The other factor of age in my very cool/dry environment is that when air drying the papers curl to a point that makes flattening them in a mount press have a high risk of creasing on the edges, even when I warm them up with the press not clamped shut. I get best results from low temp drying on an old Premier drum dryer with a fresh new curtain.
But the paper has a soft emulsion that usually sticks to the muslin curtain, leaving some fibers and some texture behind. This only happens in my preferred neutral/alkaline fixer (TF-5 for prints). If I use Kodak Rapid Fixer with the hardener plus hypo-clear, it dries well in the dryer. That's a fine process, but I'd rather use the TF-5, skip the HCA and get cleaner washes faster.
There's the setup. Here are the long-winded questions:
I recently found the formula for Ilford IH-4 Formailn Hardener which is alkaline in pH.

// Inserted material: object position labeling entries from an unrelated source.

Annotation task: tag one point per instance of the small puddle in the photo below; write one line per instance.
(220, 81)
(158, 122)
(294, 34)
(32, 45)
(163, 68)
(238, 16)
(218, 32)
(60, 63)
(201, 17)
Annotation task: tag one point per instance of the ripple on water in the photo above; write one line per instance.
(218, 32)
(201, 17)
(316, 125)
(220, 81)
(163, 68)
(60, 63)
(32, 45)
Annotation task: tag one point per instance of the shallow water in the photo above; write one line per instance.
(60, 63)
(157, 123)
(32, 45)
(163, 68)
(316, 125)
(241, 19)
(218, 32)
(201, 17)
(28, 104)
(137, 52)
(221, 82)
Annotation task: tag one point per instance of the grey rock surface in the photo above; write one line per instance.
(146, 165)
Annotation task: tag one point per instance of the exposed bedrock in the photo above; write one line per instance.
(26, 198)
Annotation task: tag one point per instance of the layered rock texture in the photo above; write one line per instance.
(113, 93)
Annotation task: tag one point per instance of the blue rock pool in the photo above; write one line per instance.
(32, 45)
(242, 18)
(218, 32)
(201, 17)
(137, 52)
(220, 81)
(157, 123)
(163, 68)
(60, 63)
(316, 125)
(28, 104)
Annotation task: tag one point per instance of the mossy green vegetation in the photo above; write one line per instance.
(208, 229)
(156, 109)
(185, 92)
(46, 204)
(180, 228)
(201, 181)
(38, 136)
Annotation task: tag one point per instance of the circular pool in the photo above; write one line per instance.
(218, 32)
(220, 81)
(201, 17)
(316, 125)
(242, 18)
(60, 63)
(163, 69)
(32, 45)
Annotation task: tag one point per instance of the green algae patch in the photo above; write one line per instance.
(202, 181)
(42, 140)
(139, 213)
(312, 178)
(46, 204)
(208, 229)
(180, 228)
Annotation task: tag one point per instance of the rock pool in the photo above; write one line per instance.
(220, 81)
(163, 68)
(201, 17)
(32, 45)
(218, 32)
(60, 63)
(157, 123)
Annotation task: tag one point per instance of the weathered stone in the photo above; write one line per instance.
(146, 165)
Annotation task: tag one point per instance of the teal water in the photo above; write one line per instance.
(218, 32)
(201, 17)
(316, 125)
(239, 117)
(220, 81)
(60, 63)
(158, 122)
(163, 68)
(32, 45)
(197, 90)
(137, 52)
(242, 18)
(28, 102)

Sounds like tough stuff. According to the Ilford Manual of Photography, 1958:Ilford IH-4 Formailn Hardener
Formaldehyde, 40% solution 10ml
Sodium carbonate (anhydrous) 5g
Water to make 1 liter
Immerse negatives or prints for 3 minutes. If used immediately after fixation and before washing, a short rinse should be employed after fixing. If used after washing, a short rinse should be given before drying.

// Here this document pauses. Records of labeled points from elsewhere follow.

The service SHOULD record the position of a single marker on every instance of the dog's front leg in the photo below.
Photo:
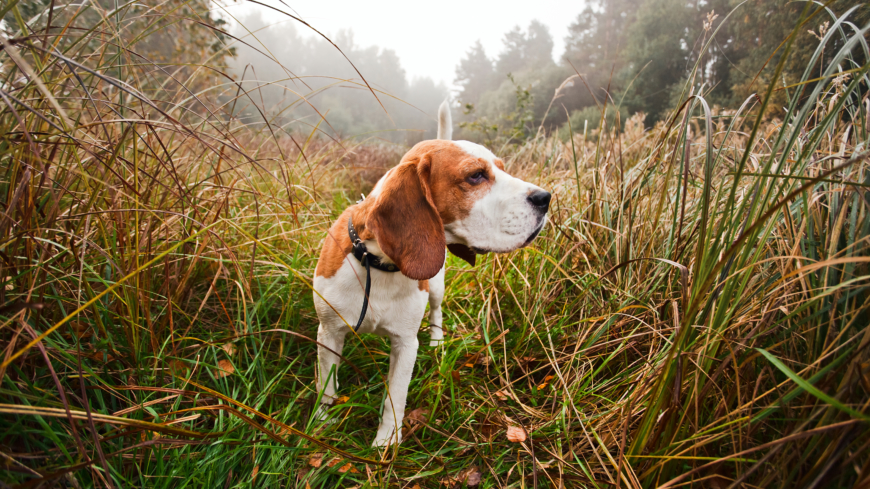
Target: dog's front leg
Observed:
(403, 355)
(436, 318)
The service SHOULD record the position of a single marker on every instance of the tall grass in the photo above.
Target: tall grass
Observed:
(696, 312)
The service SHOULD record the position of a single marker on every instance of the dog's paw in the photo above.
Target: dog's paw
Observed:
(322, 415)
(386, 438)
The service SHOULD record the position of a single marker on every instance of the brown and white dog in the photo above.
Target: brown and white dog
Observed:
(443, 194)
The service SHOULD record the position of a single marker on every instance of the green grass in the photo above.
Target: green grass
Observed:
(696, 312)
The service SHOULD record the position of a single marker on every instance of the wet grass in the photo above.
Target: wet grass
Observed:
(696, 311)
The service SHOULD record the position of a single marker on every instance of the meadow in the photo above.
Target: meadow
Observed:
(694, 313)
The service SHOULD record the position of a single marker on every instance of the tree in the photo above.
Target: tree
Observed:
(761, 25)
(474, 74)
(665, 43)
(532, 49)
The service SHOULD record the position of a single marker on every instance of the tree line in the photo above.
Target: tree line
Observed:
(638, 55)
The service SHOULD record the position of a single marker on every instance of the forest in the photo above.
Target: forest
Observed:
(694, 313)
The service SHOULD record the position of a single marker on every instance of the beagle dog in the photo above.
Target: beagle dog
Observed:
(443, 194)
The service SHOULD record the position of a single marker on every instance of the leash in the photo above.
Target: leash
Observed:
(367, 260)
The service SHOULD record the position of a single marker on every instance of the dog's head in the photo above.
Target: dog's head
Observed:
(452, 193)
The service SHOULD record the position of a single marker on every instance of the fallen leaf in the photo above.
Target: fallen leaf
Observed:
(315, 460)
(547, 379)
(504, 395)
(471, 476)
(516, 434)
(286, 432)
(177, 367)
(225, 367)
(417, 415)
(80, 329)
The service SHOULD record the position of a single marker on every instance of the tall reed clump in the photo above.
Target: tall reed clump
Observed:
(696, 312)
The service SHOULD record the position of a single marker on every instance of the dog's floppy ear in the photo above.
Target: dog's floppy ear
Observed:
(406, 223)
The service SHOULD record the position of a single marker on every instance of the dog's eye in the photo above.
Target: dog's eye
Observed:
(476, 177)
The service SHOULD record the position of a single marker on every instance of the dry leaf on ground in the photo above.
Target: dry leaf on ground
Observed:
(225, 367)
(417, 415)
(471, 476)
(546, 381)
(315, 460)
(516, 434)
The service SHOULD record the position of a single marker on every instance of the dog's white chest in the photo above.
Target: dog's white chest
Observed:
(396, 303)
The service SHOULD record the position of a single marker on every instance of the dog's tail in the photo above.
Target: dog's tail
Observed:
(445, 124)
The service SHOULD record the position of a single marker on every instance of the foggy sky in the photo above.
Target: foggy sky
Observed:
(429, 37)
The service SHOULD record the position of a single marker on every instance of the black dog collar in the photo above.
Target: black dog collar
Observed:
(362, 253)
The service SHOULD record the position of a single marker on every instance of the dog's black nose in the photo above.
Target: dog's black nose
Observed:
(540, 199)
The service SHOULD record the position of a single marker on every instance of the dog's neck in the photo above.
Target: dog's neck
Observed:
(359, 214)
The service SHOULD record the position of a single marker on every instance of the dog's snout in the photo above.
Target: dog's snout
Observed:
(540, 199)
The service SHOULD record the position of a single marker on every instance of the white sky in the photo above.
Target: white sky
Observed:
(429, 37)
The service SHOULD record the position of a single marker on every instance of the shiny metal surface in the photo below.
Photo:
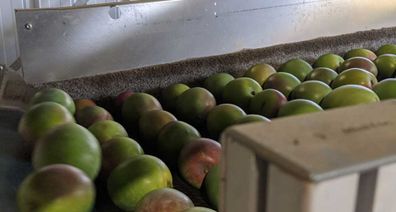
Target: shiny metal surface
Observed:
(71, 43)
(9, 51)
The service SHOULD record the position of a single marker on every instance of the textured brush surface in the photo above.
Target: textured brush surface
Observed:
(194, 71)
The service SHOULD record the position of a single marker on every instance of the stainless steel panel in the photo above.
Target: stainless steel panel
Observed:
(70, 43)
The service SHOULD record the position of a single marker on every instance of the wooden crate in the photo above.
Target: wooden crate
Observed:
(340, 160)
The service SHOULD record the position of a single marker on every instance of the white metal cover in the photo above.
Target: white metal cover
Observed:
(66, 44)
(8, 37)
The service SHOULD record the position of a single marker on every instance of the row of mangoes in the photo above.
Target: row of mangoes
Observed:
(223, 101)
(67, 157)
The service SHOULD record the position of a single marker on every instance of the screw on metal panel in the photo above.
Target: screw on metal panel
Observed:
(28, 26)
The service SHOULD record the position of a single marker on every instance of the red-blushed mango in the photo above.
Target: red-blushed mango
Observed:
(69, 144)
(151, 122)
(135, 105)
(54, 95)
(136, 177)
(297, 67)
(89, 115)
(196, 158)
(260, 72)
(298, 107)
(194, 104)
(40, 119)
(348, 95)
(283, 82)
(240, 91)
(216, 83)
(171, 93)
(172, 138)
(221, 117)
(267, 103)
(59, 187)
(83, 103)
(329, 60)
(164, 200)
(311, 90)
(322, 74)
(106, 130)
(359, 62)
(360, 52)
(386, 89)
(116, 151)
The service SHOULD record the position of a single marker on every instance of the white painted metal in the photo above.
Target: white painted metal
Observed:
(150, 33)
(9, 50)
(384, 199)
(287, 193)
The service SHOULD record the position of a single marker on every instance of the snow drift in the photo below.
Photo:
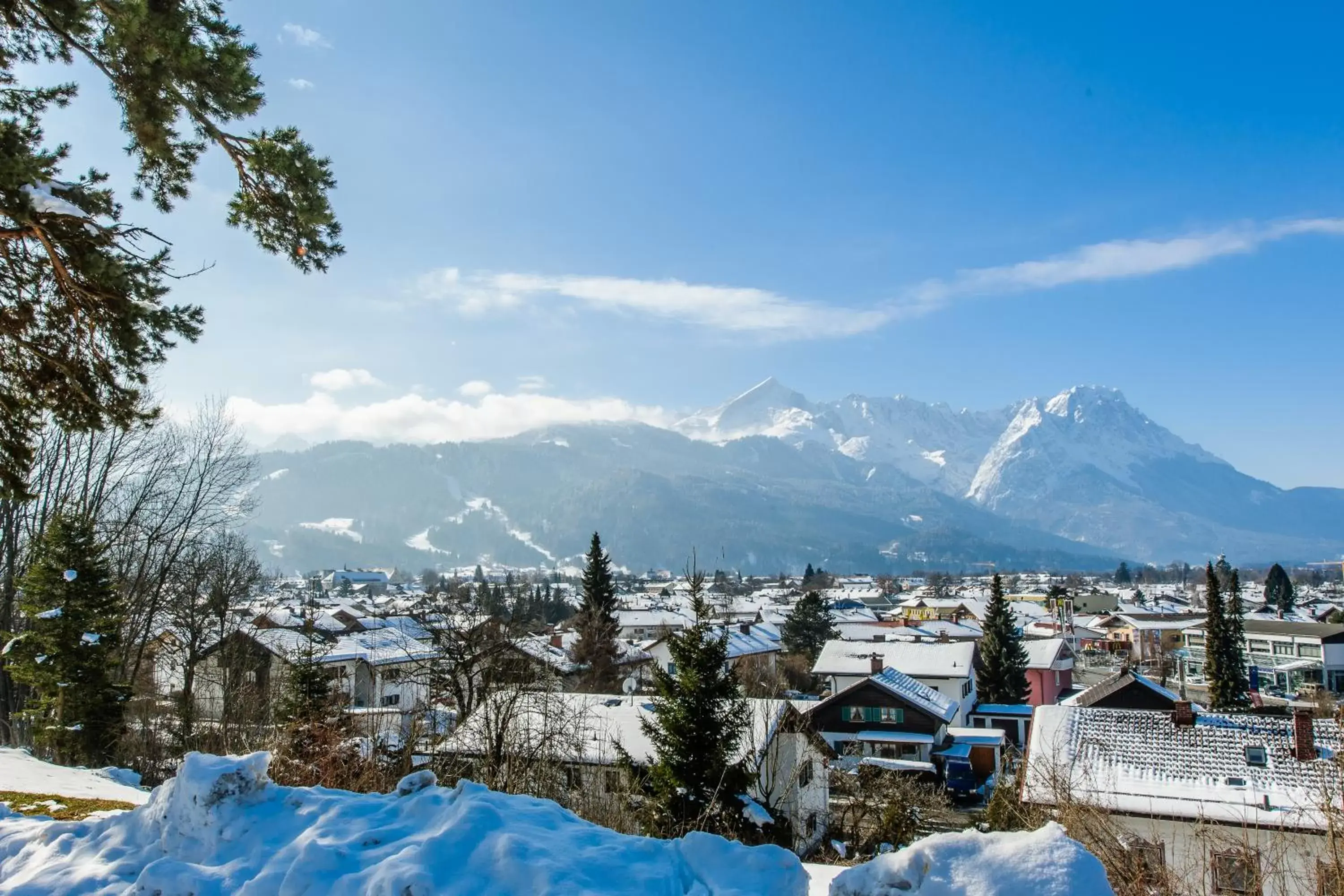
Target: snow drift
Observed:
(1038, 863)
(221, 827)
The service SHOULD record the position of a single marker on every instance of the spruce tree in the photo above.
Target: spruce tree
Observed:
(697, 731)
(1002, 676)
(808, 628)
(1279, 590)
(1215, 638)
(1234, 649)
(69, 653)
(596, 648)
(85, 319)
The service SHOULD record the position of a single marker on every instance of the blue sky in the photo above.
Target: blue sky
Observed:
(628, 210)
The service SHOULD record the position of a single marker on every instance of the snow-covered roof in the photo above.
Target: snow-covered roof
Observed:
(378, 646)
(1046, 655)
(585, 727)
(933, 660)
(1143, 763)
(935, 703)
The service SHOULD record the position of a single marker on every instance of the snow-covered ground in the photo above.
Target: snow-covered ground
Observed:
(26, 774)
(221, 828)
(1038, 863)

I am thinking of mixing some up to use as an afterbath -- Fix TF-5, wash 20 min, IH-4, wash 10 min. I know nothing about how formaldehyde works in darkroom materials and how long the after-rinse should be for a fiber print. Ilford only said "short rinse." I figure washing the hypo out before the hardener would be most archivally effective. I had heard once -- possibly apocryphal -- that Photo-Flo contains formaldehyde and thus it probably has pretty good archival qualities since I used to soak negs in it decades ago that are still lovely.Formailn in neutral solution gives only a slight degree of hardening. The alkaline solution given above gives very considerable hardening, and negatives hardened in it will withstand boiling water. For this reason, films should not be immersed for more than the recommended time or they become brittle.
Thoughts chemists (Bill Troop in particular)?
Perhaps I might try formaldehyde in neutral solution first to see if I get enough hardening that way. Perhaps the alkaline solution might make the paper or emulsion more fragile.
This may be a thought experiment as it is no less trouble than pouring some KRF and HCA for this old paper. But it's fun to think about.